ECLI:NL:RBDHA:2025:16416
Rechtbank Den Haag
- Eerste aanleg - enkelvoudig
- Rechtspraak.nl
Beroep tegen niet tijdig nemen van besluit op aanvraag machtiging tot voorlopig verblijf in het kader van nareis
In deze zaak heeft eiser beroep ingesteld tegen het niet tijdig nemen van een besluit op zijn aanvraag om verlening van een machtiging tot voorlopig verblijf (mvv) voor zijn ouders en broer/zussen. De rechtbank heeft op basis van artikel 8:54, eerste lid, van de Algemene wet bestuursrecht (Awb) uitspraak gedaan zonder zitting. Eiser had zijn aanvraag op 22 maart 2024 ingediend, en verweerder was verplicht om binnen 90 dagen te beslissen. De beslistermijn was verlengd met drie maanden, waardoor verweerder uiterlijk op 20 september 2024 een besluit had moeten nemen. Aangezien dit niet is gebeurd, heeft eiser verweerder op 14 februari 2025 in gebreke gesteld en op 18 mei 2025 beroep ingesteld. De rechtbank oordeelt dat het beroep kennelijk gegrond is, omdat verweerder niet tijdig heeft beslist.

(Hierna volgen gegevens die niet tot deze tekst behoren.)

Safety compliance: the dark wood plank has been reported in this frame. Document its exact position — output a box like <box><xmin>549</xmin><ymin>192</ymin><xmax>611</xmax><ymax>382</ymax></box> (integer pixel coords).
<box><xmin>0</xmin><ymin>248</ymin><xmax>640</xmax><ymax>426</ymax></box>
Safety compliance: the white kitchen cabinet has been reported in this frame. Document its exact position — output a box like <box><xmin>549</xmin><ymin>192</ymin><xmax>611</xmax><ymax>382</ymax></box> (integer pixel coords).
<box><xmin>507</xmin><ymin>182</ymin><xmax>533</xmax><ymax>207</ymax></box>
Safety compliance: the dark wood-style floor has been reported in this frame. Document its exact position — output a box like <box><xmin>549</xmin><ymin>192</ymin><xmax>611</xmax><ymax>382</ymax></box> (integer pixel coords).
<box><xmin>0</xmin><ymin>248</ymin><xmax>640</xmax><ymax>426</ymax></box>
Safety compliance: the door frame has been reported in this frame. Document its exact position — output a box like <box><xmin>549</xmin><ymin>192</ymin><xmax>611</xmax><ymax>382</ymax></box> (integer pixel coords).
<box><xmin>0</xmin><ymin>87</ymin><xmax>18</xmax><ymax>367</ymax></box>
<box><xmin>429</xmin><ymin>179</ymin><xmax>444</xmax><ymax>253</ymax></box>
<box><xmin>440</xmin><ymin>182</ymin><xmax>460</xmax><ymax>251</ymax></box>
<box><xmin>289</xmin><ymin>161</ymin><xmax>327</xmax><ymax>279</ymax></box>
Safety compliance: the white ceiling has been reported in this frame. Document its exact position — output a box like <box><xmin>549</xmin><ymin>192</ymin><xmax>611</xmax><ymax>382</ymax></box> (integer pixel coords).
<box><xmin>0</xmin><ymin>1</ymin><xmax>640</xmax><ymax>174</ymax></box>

De rechtbank legt verweerder een termijn van twee weken op om een besluit bekend te maken, maar in dit geval is er sprake van een bijzonder geval, waardoor een langere termijn van acht weken wordt opgelegd. De rechtbank bepaalt dat verweerder een dwangsom van € 100 per dag verbeurt voor elke dag dat deze termijn wordt overschreden, met een maximum van € 15.000. Eiser verzoekt ook om vaststelling van de verbeurde bestuurlijke dwangsommen, die op € 1.442 worden vastgesteld. Daarnaast veroordeelt de rechtbank verweerder tot betaling van de proceskosten van eiser ter hoogte van € 453,50 en het griffierecht van € 194. De uitspraak is gedaan op 2 september 2025 door mr. S.E. van de Merbel, rechter, en is openbaar gemaakt.